Two of the more important reasons why I’d like to see better IO load monitoring are:
- The mechanical drives have big latency. In general the CPU feels much better than the disks when overloaded. For example if load average 10 is caused by CPU bound processes the system feels much more responsive than the same load but caused by IO bond processes. CPU load average 10 on a server system with two processors isn’t very noticeable. At the same time IO load average of 10 on the same system with 2x 7200 rpm disk drives in RAID1 feels very sluggish.
- The hard disk drives failed to keep up with the performance improvements in microprocessor technologies. Disk capacity has grown quite well, but the speed and especially access times are far behind. The IO performance is the most common bottleneck and most precious resource in today’s systems. Or at least the systems I work with
At the beginning of my Linux career, ten years ago, there was only one metric – blocks read/written. And that’s it. How busy the disk is you can guess only by looking at load average and checking how many processes are stuck in D state.
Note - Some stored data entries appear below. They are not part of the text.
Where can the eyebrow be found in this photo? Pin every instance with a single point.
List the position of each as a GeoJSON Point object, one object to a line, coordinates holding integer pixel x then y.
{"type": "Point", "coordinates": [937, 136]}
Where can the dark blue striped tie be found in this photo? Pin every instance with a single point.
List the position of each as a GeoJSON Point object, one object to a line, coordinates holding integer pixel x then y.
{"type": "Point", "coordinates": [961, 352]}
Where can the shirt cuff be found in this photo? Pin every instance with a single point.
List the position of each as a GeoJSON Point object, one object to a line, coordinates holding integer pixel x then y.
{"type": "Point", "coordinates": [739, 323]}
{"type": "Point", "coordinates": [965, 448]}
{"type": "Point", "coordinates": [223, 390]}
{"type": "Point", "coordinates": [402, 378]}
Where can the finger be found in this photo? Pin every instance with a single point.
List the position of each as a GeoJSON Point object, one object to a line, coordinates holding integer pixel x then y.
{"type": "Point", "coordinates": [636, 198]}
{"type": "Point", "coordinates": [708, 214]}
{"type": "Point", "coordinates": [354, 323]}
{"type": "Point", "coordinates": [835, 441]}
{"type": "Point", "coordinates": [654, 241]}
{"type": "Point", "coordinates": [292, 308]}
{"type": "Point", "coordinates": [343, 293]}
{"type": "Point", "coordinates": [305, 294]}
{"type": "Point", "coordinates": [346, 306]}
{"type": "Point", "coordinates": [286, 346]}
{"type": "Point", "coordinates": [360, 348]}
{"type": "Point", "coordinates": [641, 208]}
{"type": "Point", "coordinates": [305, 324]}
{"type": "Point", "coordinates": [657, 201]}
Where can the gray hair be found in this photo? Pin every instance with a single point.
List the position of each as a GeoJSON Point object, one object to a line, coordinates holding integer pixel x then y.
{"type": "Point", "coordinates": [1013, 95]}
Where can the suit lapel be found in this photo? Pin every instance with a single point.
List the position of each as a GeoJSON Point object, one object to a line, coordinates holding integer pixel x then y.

I wish there are separate load average readings for CPU and IO…
At some point (linux 2.5 times?) extended statistics were added and things like queue size, utilization in % etc. became available. Much better. Still it was hard to tell who exactly is causing the load. If we speak of multi user system all you can see is multiple processes in D state. It’s unclear whether these are the ones causing the IO havoc or just victims of the already overloaded IO subsystem waiting.
In Linux 2.6.20 another step was made by adding per process IO accounting. I was very excited when I heard about this feature and eager to try it. It turned out that this per process IO accounting counts only the bytes read/written by a process. Not that better. A modern 7200 rpm SATA drive is only capable of about 90 IOPS so it could be choked with the pathetic 90 bytes per second…
Then there are the atop patches. These add per process IO occupation percentage. That sounds great but… when you have a lot of small random writes they go to the page cache first and only then are periodically flushed to the physical device. This is performance feature and is generally a (very) good thing as it allows the elevators to group writes together etc. Unfortunately, atop ends up accounting all these writes and IO utilization to pdflush and kjournald.
Ok, lets see what’s the state of the affairs in some other operating system. Everybody talks about dtrace so it’s time to check it out. Linux doesn’t have dtrace. At least yet. There is work in progress by Paul Fox. On the other hand Linux has system tap but it doesn’t look very mature to me. Anyway, there are number of operating systems that support dtrace: as it is create by Sun engineers first come Solaris and OpenSolaris. Then there is the FreeBSD port and Apple OS X. I’m familiar with FreeBSD but I wanted to check the current state of OpenSolaris kernel. On the other hand I wanted to keep the learning curve less sloppy, so I opted for Nexenta core 2 rc1. Nexenta is GNU userspace (Debian/Ubuntu) and OpenSolaris kernel.
Download, install – everything was smooth. The install defaulted to root fs on ZFS. Good! I was thinking about playing with ZFS these days anyway.
And the moment of truth:
I started dbench -S 1, run dtrace -s iotop.d and here’s the output:
UID PID PPID CMD DEVICE MAJ MIN D %I/O 0 0 0 sched cmdk0 102 0 W 17
Hm, that looks somewhat familiar. I see a pattern there. Isn’t sched the ZFS cousin of pdflush/kjournald? Oh, well it is: http://opensolaris.org/jive/thread.jspa?threadID=39545&tstart=285
No luck… dtrace’s iotop works with UFS but has problem with ZFS.
Turns out the proper IO monitoring is a very tricky business.